Local briefly: Police dog helps collar suspected copper-wire thief
Published 10:49 pm Monday, January 7, 2008
LYNNWOOD — A police dog captured a man suspected of trying to steal copper wire from a business early Monday.
Police officers raced to the business just before 5 a.m. when a burglary alarm sounded. Two suspects were seen running from the business in the 20100 block of Cedar Valley Road. Police officers blocked off the area and police dog Sandor found one man.
The suspect, 32, was treated at Stevens Hospital and later booked into the Lynnwood jail for investigation of theft and burglary. Police continue to search for the second suspect.
Mountlake Terrace: Man trips up woman, runs off with purse
A woman was knocked down and her purse was stolen and police are hoping someone saw something.
The woman was walking home about 5:30 p.m. on Friday when someone walked up behind her, tripped her and pushed her to the ground. The man yanked the woman’s purse off her shoulder and ran off, Mountlake Terrace police Sgt. Doug Hansen said.
The woman was not seriously injured.
The theft happened in the 6500 block of 218th Street SW. A police dog tracked the suspect northbound on 66th Avenue W. but lost the scent a couple blocks later. The suspect likely ran to a car and drove off.
Anyone who may have seen something is asked to call police at 425-670-8260.

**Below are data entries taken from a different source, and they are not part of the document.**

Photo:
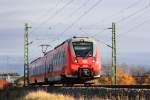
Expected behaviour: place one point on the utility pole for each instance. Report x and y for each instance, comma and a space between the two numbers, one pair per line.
26, 56
114, 65
114, 70
44, 48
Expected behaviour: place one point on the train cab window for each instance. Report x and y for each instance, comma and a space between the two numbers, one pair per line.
83, 49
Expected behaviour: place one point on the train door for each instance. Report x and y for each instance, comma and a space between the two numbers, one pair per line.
50, 69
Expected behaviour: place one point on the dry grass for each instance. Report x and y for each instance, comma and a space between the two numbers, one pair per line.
42, 95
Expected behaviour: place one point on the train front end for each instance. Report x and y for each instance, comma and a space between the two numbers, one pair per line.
85, 58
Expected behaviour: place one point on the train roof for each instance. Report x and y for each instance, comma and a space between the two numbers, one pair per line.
35, 60
74, 38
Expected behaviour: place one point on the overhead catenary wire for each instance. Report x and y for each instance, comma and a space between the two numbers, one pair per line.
78, 19
83, 5
52, 16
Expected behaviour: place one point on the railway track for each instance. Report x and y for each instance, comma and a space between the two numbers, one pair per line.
122, 92
109, 92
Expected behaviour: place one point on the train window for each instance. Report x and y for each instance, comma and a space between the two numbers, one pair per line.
83, 49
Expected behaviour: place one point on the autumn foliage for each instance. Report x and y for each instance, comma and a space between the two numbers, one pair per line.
122, 78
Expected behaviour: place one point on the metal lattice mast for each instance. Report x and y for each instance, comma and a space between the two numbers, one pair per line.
114, 70
26, 56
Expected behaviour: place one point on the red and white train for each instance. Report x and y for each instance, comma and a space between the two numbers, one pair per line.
75, 60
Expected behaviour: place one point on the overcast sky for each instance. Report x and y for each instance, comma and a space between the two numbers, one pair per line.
54, 21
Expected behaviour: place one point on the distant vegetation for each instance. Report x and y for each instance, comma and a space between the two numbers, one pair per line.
42, 95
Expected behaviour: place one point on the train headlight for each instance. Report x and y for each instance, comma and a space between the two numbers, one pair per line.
93, 60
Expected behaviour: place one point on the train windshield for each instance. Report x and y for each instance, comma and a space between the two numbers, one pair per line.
83, 49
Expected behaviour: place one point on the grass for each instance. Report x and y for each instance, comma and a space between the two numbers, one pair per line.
42, 95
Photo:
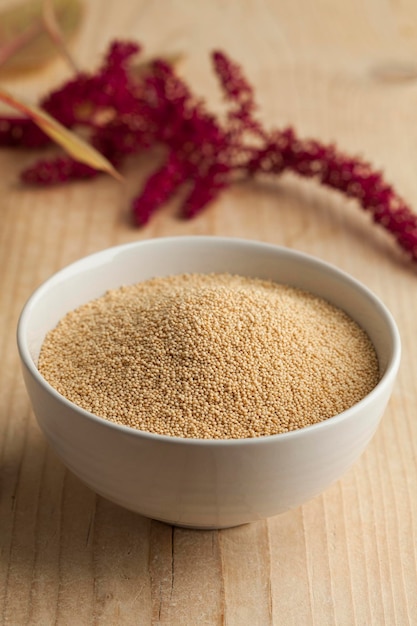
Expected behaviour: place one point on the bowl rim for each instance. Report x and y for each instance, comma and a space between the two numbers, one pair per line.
72, 268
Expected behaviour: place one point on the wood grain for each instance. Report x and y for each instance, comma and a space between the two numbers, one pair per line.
337, 71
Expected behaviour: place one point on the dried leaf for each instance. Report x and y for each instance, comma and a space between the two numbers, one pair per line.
26, 43
69, 141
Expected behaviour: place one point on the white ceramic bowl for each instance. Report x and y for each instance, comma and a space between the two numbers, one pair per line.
192, 482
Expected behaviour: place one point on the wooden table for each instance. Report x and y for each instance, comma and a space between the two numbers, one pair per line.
336, 71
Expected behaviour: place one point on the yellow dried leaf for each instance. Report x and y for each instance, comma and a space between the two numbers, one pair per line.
25, 41
69, 141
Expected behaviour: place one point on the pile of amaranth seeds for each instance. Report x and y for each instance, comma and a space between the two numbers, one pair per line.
212, 356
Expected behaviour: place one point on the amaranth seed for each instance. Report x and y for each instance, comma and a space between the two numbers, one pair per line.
212, 356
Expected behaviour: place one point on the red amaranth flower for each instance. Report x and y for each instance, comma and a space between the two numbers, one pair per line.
21, 131
125, 112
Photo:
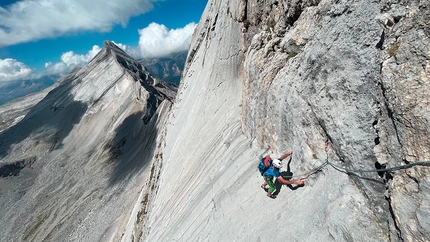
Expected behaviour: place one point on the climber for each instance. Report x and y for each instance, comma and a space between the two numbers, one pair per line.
273, 172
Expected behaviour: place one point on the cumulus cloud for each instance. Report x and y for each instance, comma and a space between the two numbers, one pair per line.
157, 40
13, 70
30, 20
70, 60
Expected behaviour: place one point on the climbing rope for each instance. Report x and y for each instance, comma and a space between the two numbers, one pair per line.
346, 170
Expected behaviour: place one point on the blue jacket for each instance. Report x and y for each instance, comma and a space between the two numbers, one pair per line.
272, 172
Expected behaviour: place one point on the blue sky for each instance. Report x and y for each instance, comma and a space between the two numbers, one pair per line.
41, 37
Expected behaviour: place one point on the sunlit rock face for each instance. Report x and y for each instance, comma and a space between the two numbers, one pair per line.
73, 167
105, 156
269, 76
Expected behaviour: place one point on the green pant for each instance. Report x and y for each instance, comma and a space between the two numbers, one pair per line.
269, 181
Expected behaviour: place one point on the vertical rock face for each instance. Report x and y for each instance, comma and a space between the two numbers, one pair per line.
269, 76
73, 167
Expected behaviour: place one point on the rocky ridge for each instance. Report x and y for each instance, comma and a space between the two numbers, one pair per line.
269, 76
73, 167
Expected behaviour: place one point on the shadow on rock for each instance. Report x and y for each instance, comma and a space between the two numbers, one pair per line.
49, 121
132, 147
287, 175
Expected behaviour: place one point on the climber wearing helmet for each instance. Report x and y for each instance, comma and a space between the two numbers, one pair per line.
273, 172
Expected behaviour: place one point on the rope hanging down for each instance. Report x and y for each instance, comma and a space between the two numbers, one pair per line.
346, 170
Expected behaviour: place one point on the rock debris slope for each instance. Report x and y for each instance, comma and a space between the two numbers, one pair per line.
73, 167
269, 76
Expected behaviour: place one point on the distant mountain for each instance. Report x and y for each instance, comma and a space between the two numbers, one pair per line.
73, 166
167, 68
19, 89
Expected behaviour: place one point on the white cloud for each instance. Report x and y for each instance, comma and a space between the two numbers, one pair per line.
36, 19
70, 60
157, 40
13, 70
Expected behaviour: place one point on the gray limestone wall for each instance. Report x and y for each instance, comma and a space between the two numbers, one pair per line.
296, 74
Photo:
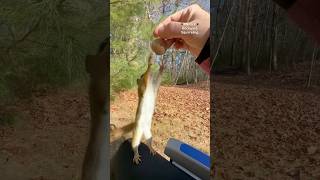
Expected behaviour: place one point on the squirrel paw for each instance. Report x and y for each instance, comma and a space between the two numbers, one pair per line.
136, 159
152, 151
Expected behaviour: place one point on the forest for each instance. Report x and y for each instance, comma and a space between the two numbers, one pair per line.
265, 94
132, 24
44, 43
269, 40
44, 104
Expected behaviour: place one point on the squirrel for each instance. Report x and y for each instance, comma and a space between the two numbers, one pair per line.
148, 85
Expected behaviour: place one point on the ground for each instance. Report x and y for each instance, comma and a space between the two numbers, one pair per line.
182, 112
265, 127
48, 138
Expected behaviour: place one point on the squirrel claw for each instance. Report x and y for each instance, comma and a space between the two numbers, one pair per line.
137, 159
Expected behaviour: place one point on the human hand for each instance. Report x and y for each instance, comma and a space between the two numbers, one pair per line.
173, 29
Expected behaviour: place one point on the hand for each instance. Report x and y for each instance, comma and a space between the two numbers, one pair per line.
170, 30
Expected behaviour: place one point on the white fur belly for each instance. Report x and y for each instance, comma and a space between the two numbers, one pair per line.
147, 108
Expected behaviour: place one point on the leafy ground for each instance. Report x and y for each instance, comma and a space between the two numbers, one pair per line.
265, 127
182, 112
47, 139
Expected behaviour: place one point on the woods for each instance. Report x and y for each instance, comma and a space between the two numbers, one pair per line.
43, 44
258, 36
132, 24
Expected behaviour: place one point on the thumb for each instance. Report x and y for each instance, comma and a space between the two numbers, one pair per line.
169, 30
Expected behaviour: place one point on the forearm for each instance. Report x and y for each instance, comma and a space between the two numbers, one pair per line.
305, 13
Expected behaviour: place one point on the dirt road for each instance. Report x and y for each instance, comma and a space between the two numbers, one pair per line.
48, 139
265, 128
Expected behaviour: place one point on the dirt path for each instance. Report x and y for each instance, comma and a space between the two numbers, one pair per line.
48, 140
265, 130
182, 112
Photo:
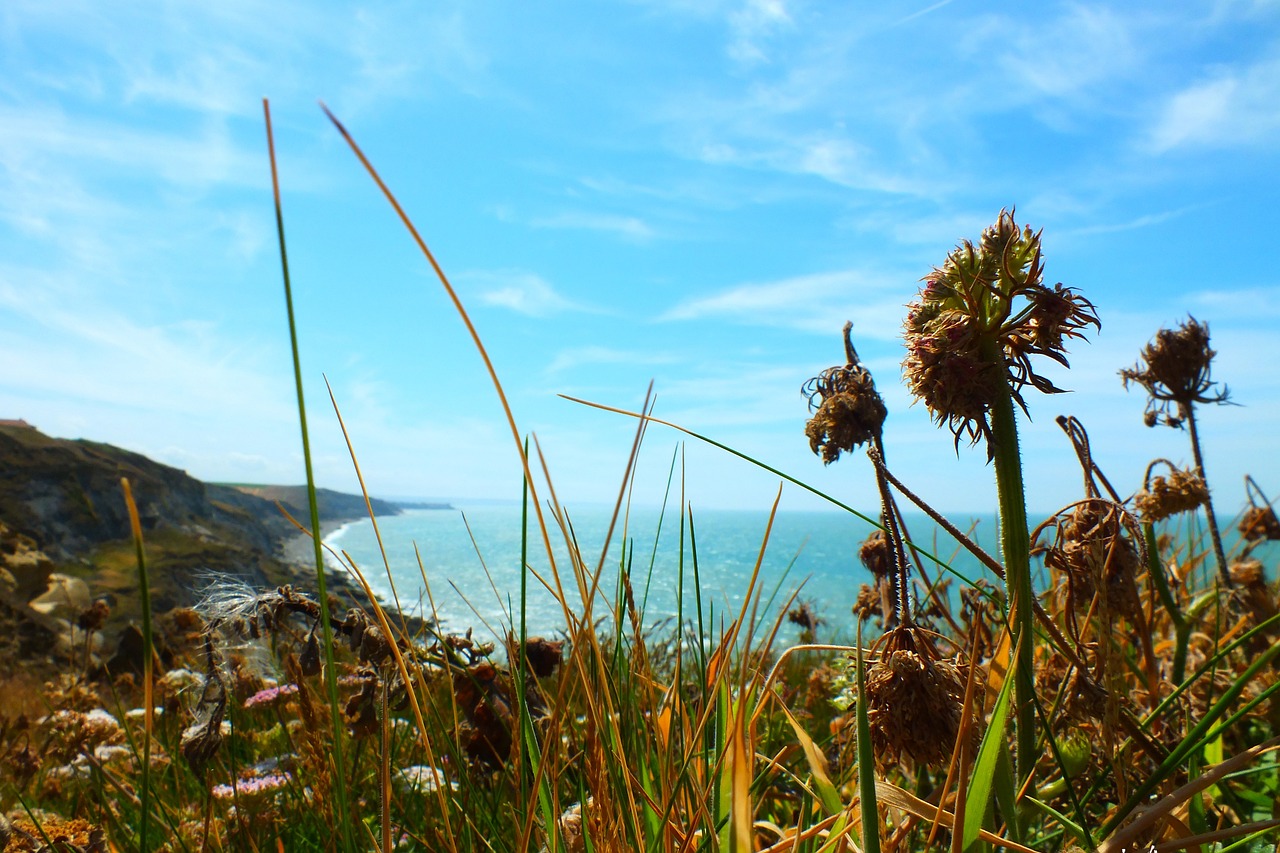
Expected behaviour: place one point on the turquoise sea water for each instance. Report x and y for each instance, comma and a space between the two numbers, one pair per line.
471, 561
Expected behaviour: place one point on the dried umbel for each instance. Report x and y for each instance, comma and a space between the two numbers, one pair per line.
1095, 550
979, 319
1164, 496
1260, 524
874, 553
849, 409
914, 702
1175, 372
202, 738
1253, 597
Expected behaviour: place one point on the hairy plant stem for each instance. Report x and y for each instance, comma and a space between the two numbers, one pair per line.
1182, 628
1188, 414
1015, 551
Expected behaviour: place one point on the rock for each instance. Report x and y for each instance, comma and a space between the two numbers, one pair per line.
65, 592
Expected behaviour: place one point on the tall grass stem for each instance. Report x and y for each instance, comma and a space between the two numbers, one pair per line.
330, 673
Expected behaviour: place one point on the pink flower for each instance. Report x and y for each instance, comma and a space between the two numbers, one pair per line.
270, 694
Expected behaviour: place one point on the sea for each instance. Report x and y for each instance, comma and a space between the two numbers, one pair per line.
465, 568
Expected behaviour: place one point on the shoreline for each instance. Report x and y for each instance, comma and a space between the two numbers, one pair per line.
298, 551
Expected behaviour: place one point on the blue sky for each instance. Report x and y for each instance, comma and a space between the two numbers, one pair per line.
689, 191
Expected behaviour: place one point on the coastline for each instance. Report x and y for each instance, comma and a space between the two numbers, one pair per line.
298, 551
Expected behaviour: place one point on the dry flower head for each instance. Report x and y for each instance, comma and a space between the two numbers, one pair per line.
914, 701
849, 411
977, 323
1174, 369
1165, 496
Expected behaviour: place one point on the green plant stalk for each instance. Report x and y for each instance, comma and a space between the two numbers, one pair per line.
1188, 413
1196, 739
867, 801
147, 662
1182, 628
330, 671
1015, 548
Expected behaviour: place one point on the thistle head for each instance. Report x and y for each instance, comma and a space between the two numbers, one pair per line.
915, 702
1174, 369
849, 411
979, 319
1161, 497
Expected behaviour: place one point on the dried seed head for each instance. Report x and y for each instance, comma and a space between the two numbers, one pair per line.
876, 555
978, 320
1182, 491
544, 656
914, 702
1095, 550
309, 660
804, 617
1174, 368
849, 409
1249, 573
1260, 523
868, 603
201, 739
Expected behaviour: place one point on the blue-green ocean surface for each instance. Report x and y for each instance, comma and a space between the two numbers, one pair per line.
471, 564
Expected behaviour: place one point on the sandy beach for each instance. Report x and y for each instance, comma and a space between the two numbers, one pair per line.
297, 550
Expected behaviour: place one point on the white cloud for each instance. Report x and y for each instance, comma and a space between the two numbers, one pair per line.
629, 227
520, 291
595, 355
1234, 108
818, 302
754, 23
1084, 48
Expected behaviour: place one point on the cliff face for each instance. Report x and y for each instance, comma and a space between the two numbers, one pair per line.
64, 525
67, 496
332, 506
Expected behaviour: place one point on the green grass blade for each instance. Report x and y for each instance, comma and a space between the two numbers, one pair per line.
339, 774
978, 797
147, 666
865, 760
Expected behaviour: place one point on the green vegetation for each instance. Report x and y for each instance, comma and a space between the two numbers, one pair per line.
1120, 698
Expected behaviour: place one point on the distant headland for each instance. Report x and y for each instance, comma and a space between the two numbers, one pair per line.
64, 524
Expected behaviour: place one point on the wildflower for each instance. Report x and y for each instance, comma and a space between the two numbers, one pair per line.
978, 320
420, 779
849, 410
252, 787
270, 696
136, 715
914, 702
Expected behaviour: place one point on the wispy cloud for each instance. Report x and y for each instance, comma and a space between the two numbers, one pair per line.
520, 291
807, 302
1146, 220
1065, 58
752, 24
629, 227
594, 355
1232, 108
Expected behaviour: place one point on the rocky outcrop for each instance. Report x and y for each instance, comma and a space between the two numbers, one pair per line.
332, 506
65, 541
67, 496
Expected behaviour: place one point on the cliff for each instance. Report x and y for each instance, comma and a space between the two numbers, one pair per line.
63, 512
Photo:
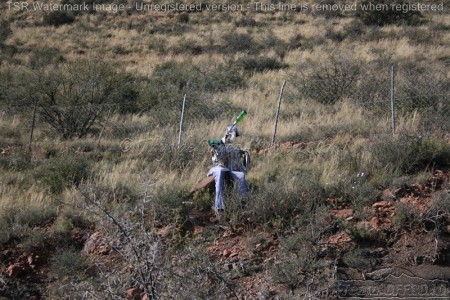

Everett: Gun sends ex-con back to prison
Ex-convict Ronnie Lee Mason, 41, of Everett, was sentenced by a federal judge Monday to nearly six years in prison for being a felon illegally in possession of a firearm.
Mason, who was convicted previously of assault, robbery and drug crimes, was arrested by Everett police in February. Officers found an unloaded Colt .25-caliber pistol in his pants pocket.
At sentencing in Seattle, special assistant U.S. Attorney Adam Cornell told a judge that Mason “is a danger to society. The defendant was on probation at the time of the offense.”
U.S. District Judge James Robart said “there simply was not a good reason for Mr. Mason to have a gun.”
Officials name elderly victim of ax attack
The man who died after he was hit on the head by an ax has been identified as Albert Beasley.
Beasley, 87, died Dec. 28 of blunt force injuries and his death has been ruled a homicide, the Snohomish County Medical Examiner’s Office reported Monday.
Beasley’s grandson, Jody Sands, 30, was charged on Friday with second-degree murder with a weapon. Prosecutors alleged that Sands struck Beasley at least twice with the blunt end of an ax Dec. 19. Beasley died a week later at Harborview Medical Center in Seattle.
Investigators were told that Sands has been diagnosed with schizophrenia and recently hospitalized for mental health issues. He is being held on $500,000 bail.